For similar purposes, in PBXT, I have invented a special type of read/write lock that requires almost zero time to gain a read lock ... hmmmm ;)
Optimization 3: Mutex in LOCK and UNLOCK tables
I then discovered that 51.7% of the time was taken in pthread_mutex_lock() called from thr_lock() called from open_and_lock_tables().
And, 44.5% of the time was taken in thread_mutex_lock() called from thr_unlock() called from mysql_unlock_tables().
Now this is a tough nut. The locks used here are used all over the place, but I think they can be replaced with a spinlock to good effect (see below). I did not try this though. Instead I used LOCK TABLES in my test code, to avoid the calls to LOCK and UNLOCK tables for every query.
Optimization 4: LOCK_plugin in plugin_unlock_list()
Once again the LOCK_plugin is the bottleneck, this time taking 94.7% of the CPU time in plugin_unlock_list(). This time I did a bit of work. Instead of commenting it out, I replaced LOCK_plugin with a spinlock (I copied and adapted the PBXT engine implementation for the server).
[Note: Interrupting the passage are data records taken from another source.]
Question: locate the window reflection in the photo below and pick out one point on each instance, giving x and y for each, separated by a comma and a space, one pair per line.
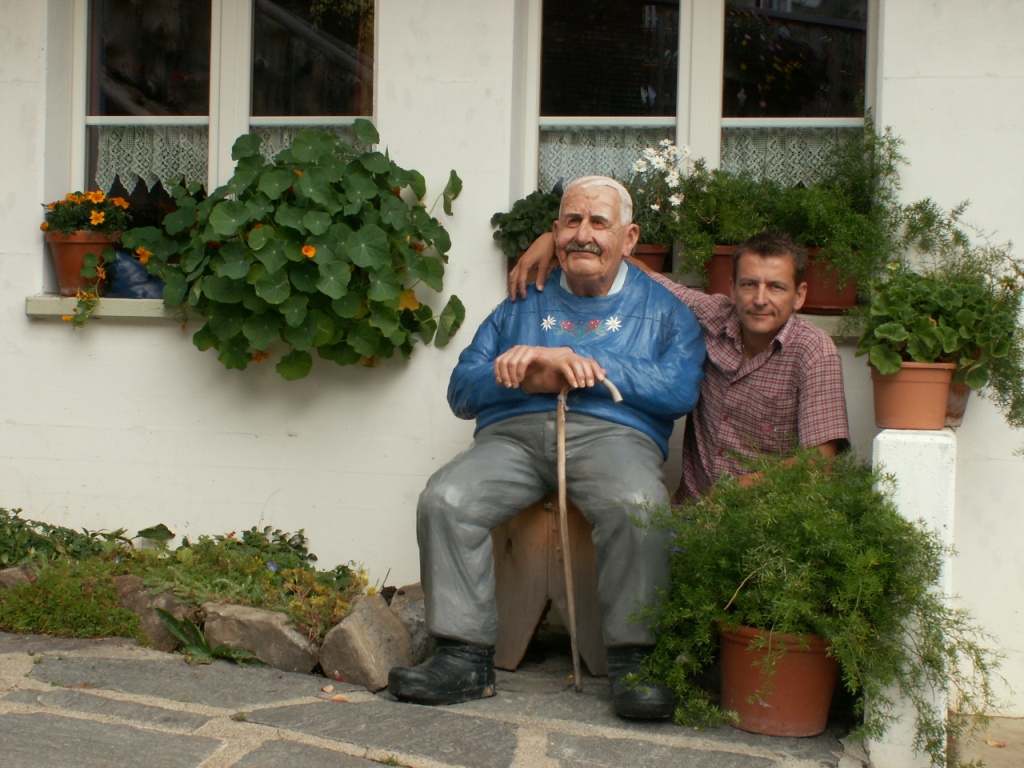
148, 57
311, 58
795, 57
609, 57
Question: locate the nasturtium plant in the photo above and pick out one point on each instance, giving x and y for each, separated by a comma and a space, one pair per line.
318, 250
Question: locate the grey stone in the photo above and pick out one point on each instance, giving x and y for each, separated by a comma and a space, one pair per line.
276, 754
443, 733
61, 698
135, 597
10, 578
365, 645
218, 684
409, 605
595, 751
42, 740
265, 633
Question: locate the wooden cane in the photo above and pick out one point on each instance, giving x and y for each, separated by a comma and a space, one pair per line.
563, 526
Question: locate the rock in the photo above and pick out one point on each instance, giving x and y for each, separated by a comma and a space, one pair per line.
408, 604
265, 633
10, 578
365, 646
135, 597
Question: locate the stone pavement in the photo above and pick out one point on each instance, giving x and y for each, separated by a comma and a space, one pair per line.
111, 702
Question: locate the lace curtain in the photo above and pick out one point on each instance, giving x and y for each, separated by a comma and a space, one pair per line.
569, 153
166, 155
163, 155
786, 155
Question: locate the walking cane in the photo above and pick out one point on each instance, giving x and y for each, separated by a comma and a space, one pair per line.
563, 525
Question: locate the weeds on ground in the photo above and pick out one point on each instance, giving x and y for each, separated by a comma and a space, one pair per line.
75, 593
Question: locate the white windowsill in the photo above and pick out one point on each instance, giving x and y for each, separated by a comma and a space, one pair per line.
51, 306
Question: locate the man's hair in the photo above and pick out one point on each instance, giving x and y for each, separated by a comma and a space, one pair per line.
772, 243
626, 202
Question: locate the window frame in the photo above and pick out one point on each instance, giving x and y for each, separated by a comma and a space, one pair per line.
698, 122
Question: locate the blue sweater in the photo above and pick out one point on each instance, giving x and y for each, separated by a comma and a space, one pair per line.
648, 341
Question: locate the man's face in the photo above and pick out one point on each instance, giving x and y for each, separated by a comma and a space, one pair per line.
590, 240
766, 293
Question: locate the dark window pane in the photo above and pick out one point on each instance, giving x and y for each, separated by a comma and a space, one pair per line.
808, 60
312, 65
148, 57
609, 57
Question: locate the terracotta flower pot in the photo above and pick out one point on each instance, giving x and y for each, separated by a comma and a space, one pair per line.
822, 295
720, 270
651, 255
795, 700
913, 397
68, 253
This worked to remove the bottleneck because LOCK_plugin is normally only held for a very short time. However, when a plugin is installed or unstalled this lock will be a killer and some more work probably needs to be done here.
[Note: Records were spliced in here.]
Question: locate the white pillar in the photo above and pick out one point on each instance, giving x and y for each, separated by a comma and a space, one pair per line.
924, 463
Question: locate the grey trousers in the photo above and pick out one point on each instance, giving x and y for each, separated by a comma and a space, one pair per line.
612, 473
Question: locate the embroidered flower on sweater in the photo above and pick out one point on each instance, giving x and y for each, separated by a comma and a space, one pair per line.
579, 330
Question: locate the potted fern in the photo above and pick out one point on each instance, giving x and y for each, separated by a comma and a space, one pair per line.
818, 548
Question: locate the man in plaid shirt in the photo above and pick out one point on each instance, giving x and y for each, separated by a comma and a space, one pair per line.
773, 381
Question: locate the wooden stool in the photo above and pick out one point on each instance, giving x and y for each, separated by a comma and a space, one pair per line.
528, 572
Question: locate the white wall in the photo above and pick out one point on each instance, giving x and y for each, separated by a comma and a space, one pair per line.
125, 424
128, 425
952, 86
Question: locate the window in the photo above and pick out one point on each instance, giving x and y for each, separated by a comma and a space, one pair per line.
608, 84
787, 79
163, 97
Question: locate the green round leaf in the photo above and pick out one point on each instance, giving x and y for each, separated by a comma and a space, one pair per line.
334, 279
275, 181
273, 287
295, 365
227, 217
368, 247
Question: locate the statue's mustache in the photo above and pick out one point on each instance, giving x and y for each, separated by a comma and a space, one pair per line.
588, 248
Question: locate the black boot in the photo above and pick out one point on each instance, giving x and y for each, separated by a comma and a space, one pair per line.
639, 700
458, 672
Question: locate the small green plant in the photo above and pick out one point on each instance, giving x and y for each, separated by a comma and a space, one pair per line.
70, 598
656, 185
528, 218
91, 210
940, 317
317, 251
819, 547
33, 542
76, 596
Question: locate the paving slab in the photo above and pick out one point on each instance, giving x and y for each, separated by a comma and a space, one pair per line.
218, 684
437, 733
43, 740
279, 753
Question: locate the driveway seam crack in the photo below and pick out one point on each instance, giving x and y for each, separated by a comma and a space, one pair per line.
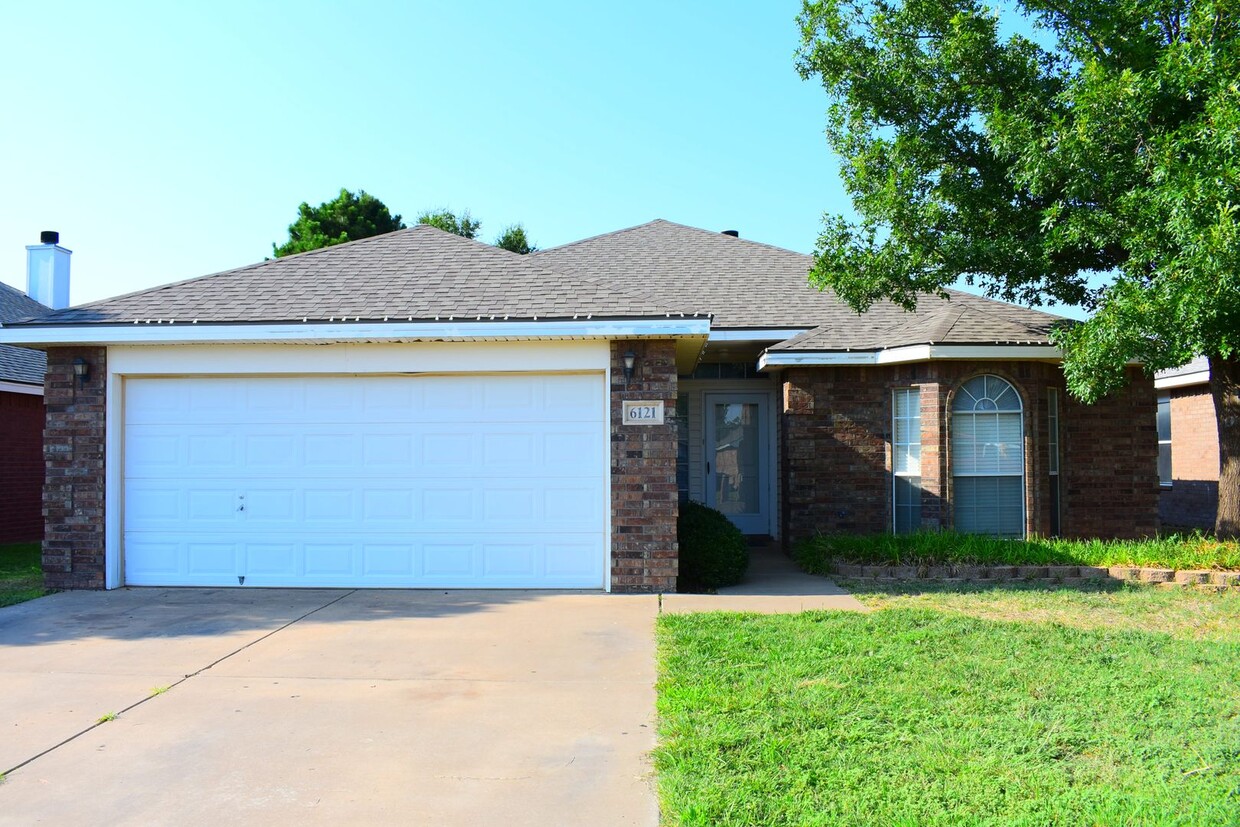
174, 685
Optimization 5: pthread_setschedparam()
I was a bit shocked to find pthread_setschedparam() was now taking 17% of the CPU time required to execute the SELECT. This call can be easily avoided by first checking to see if the schedule parameter needs to be changed at all. For the moment, I commented the call out.
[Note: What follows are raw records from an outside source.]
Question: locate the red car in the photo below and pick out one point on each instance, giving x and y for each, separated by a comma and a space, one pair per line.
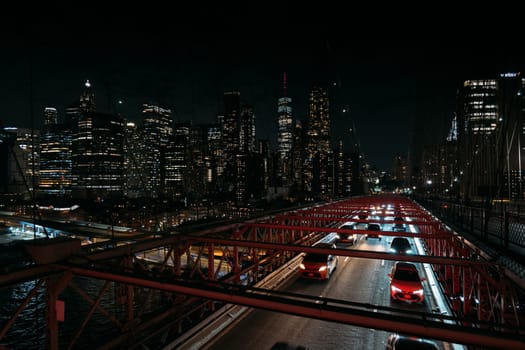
405, 283
373, 231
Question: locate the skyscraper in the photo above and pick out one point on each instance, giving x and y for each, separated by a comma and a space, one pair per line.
230, 138
285, 136
318, 143
156, 133
22, 163
98, 156
490, 135
55, 157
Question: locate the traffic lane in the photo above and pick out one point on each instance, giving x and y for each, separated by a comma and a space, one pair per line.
355, 279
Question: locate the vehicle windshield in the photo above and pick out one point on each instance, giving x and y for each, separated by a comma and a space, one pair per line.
315, 258
406, 275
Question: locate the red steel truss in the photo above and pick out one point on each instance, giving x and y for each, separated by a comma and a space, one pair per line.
481, 295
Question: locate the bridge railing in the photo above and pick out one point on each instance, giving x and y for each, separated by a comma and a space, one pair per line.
498, 230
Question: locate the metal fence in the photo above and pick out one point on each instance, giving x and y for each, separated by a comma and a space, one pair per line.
498, 230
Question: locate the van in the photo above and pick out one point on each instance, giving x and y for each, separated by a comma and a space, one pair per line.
319, 266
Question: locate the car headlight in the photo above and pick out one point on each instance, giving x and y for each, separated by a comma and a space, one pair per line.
395, 289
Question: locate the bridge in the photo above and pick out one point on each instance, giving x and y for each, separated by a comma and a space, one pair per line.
166, 291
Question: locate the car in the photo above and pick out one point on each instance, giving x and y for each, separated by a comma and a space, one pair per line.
403, 342
405, 283
399, 225
401, 245
349, 238
373, 227
319, 266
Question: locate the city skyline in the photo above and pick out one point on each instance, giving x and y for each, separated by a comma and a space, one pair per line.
399, 92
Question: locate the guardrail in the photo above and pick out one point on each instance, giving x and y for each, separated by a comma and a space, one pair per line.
207, 330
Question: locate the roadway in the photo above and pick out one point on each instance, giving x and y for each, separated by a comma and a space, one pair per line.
355, 279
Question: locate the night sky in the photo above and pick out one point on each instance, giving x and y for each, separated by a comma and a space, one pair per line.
400, 87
Of course, the more optimized the code is, the worse such a call becomes. After all other optimizations pthread_setschedparam() CPU time increases to 52.6%!
Optimization 6: LOCK_thread_count in dispatch_command()
The LOCK_thread_count mutex in dispatch_command() is next in line with 96.1% of the execution time.
Changing this to a spinlock completely removes the bottleneck.
Optimization 7: LOCK_alarm in thr_end_alarm() and thr_alarm()
my_net_read() calls my_real_read() which calls the functions thr_end_alarm() and thr_alarm(). At this point in the optimization these 2 calls required 99.5% of the CPU time between them. Replacing LOCK_alarm with a spinlock fixed this problem.
Conclusion:
Without too much effort it is possible to make a huge improvement to the threading performance of MySQL. The fact that such bottlenecks have not yet been investigated may be due the fact that MySQL currently has no performance analysis team.
Following the last optimization, execution time was divided as follows:
25.8% of the time in net_end_statement(), which hangs in net_flush()
32.8% of the time in my_net_read()
7.6% in ha_pbxt::index_read(), this is the time spent in the engine
32.2% in init_sql_alloc() which waits on the spinlock in malloc()
From this you can see that the optimization is almost optimal because the program is spending almost 60% of its time waiting on the network.
However, it is also clear where the next optimization would come from. Remove the call to malloc() in init_sql_alloc() which is called by open_tables(). This could be done by reusing the block of memory required by the thread, from call to call.
Ultimately, the goal of optimizing for scale like this is to bring the code to the point that it is either network, CPU, or disk bound. Only then will the end-user really see an improvement in performance as the hardware is upgraded.
I think I have shown that it is worth putting some effort into such optimizations. Even more so as multi-core systems become more and more commonplace.